Un pays plongé dans le noir. On est encore loin de ce scénario catastrophe, mais le terme de pénurie attise les craintes les plus profondes, surtout en matière énergétique. L'an dernier, la consommation d'électricité en Suisse a pour la première fois dépassé la production indigène. «Si rien n'est entrepris rapidement, le problème de l'approvisionnement surviendra peut-être même avant 2020», a prévenu Hans Schweickhard, directeur général du groupe électrique EOS, lors de la présentation des résultats du groupe mardi à Lausanne.

Au même moment à Zurich, les milieux économiques se sont également mobilisés pour éviter cette pénurie d'électricité. «Des discussions au niveau politique doivent débuter maintenant, même si le problème d'approvisionnement n'intervient qu'en 2020. Dans ce genre de cas, on sait que les débats peuvent durer longtemps», estime Rudolf Ramsauer, président de la direction d'economiesuisse, lors de la conférence annuelle de l'organisation faîtière. Or, l'électricité revêt une importance capitale pour les milieux économiques.

«Il y a une année environ, l'industrie électrique a rendu publiques des prévisions en matière d'approvisionnement. La pénurie diagnostiquée ne fait pas l'objet d'une controverse. Or, l'idée d'un moratoire (ndlr: sur la construction de nouvelles centrales nucléaires) semble toujours dominer», relève Rudolf Ramsauer.

Pour éviter la pénurie, le lobby patronal est opposé à une sortie du nucléaire, proposition détaillée lundi par le Parti socialiste. «Ce scénario est irréaliste. Le recours aux énergies renouvelables est souhaitable, mais il n'est pas suffisant. En 2004, elles ne représentent que 4% de la production nationale d'énergie. Actuellement, 40% de la production d'électricité en Suisse vient des centrales nucléaires et on ne peut s'en passer. Leur remplacement constitue une des rares options valables si on souhaite éviter une pénurie d'approvisionnement», assure Rudolf Ramsauer.

«Il y en a marre. Marre des études académiques éternelles», a insisté à Lausanne le directeur d'EOS, exhortant également les autorités à passer à l'acte, en fixant un cadre légal et administratif clair au marché, suite au rejet par le peuple de la loi sur le marché de l'électricité en 2002. «Ne croyez pas qu'on va importer de l'électricité des éoliennes norvégiennes, ce ne sera techniquement pas possible», a poursuivi Hans Schweickhard. En effet, au-delà de la question de l'énergie nucléaire, l'arrivée à échéance des contrats d'approvisionnements à long terme avec des fournisseurs européens posera de sérieux problèmes, a confirmé le directeur d'EOS.

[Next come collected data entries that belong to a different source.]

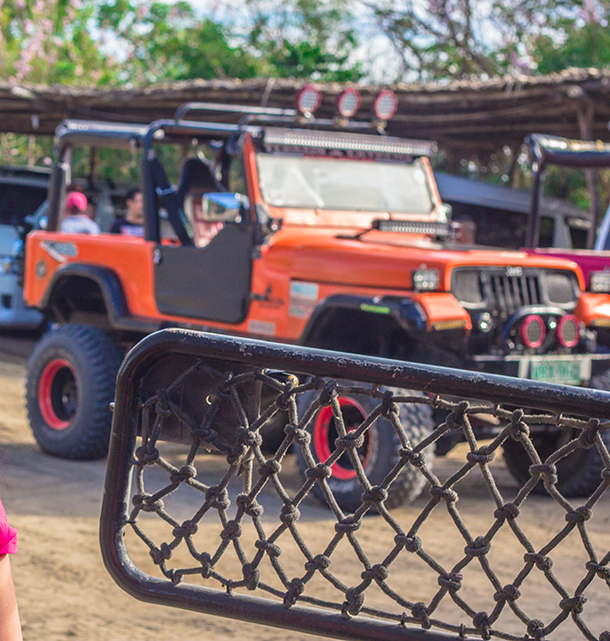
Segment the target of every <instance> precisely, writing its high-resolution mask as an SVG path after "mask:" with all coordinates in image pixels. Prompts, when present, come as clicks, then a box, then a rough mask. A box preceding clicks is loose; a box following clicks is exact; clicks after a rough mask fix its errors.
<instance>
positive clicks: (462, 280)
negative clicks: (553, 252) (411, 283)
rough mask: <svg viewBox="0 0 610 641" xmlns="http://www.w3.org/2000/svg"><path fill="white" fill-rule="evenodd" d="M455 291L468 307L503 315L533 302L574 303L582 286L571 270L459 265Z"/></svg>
mask: <svg viewBox="0 0 610 641" xmlns="http://www.w3.org/2000/svg"><path fill="white" fill-rule="evenodd" d="M451 292H452V293H453V295H454V296H455V297H456V298H457V299H458V300H459V301H460V303H462V304H463V305H465V306H466V307H485V308H486V309H489V310H497V311H499V312H500V313H501V314H503V315H510V314H514V313H515V312H516V311H518V310H519V309H521V308H522V307H527V306H530V305H560V306H573V305H574V304H575V303H576V301H577V299H578V286H577V284H576V280H575V278H574V276H573V275H572V274H570V273H568V272H559V271H553V272H551V271H545V270H538V269H530V270H528V269H523V270H522V271H521V273H520V274H508V273H507V270H504V269H499V268H497V267H494V268H478V269H473V268H467V269H459V268H458V269H456V270H455V271H454V272H453V274H452V277H451Z"/></svg>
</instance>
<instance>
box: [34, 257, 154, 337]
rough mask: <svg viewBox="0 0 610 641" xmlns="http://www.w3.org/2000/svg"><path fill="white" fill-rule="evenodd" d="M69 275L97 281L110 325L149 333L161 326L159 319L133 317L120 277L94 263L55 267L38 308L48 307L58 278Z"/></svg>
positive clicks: (77, 263) (140, 331)
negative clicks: (127, 303) (149, 319)
mask: <svg viewBox="0 0 610 641" xmlns="http://www.w3.org/2000/svg"><path fill="white" fill-rule="evenodd" d="M71 276H78V277H80V278H86V279H88V280H90V281H92V282H94V283H95V284H96V285H97V287H98V288H99V290H100V291H101V293H102V297H103V299H104V305H105V306H106V311H107V314H108V322H109V324H110V327H111V328H112V329H116V330H127V331H136V332H143V333H150V332H152V331H155V330H157V329H159V328H160V325H159V324H158V323H153V322H150V321H148V322H147V321H146V320H144V319H135V318H134V317H133V316H132V315H131V313H130V312H129V307H128V305H127V299H126V298H125V293H124V291H123V286H122V284H121V281H120V280H119V277H118V276H117V275H116V274H115V273H114V272H113V271H112V270H110V269H107V268H105V267H98V266H96V265H86V264H81V263H69V264H66V265H62V266H61V267H59V268H58V269H56V270H55V272H54V273H53V276H52V277H51V280H50V281H49V284H48V285H47V288H46V290H45V293H44V295H43V297H42V299H41V300H40V304H39V308H40V309H41V310H43V311H45V310H46V309H47V308H48V307H49V305H50V303H51V300H52V297H53V293H54V292H55V291H56V289H57V287H58V286H59V285H60V283H61V281H62V280H63V279H65V278H69V277H71Z"/></svg>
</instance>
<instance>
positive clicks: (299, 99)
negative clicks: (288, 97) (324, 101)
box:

Ainsi, le groupe électrique prône une réponse à plus court terme avec son projet de Chavalon en Valais. Le groupe entend y construire une centrale fonctionnant au gaz naturel et produisant 2500 gigawattheures par an. Celle-ci pourrait être opérationnelle à l'horizon 2010 pour autant que les obstacles - principalement liés à la taxe CO2 - puissent être levés. Globalement, le groupe compte investir 600 millions de francs dans ses installations ces prochaines années. A une condition: que les politiciens se réveillent et adoptent une position claire. Les patrons l'exigent également.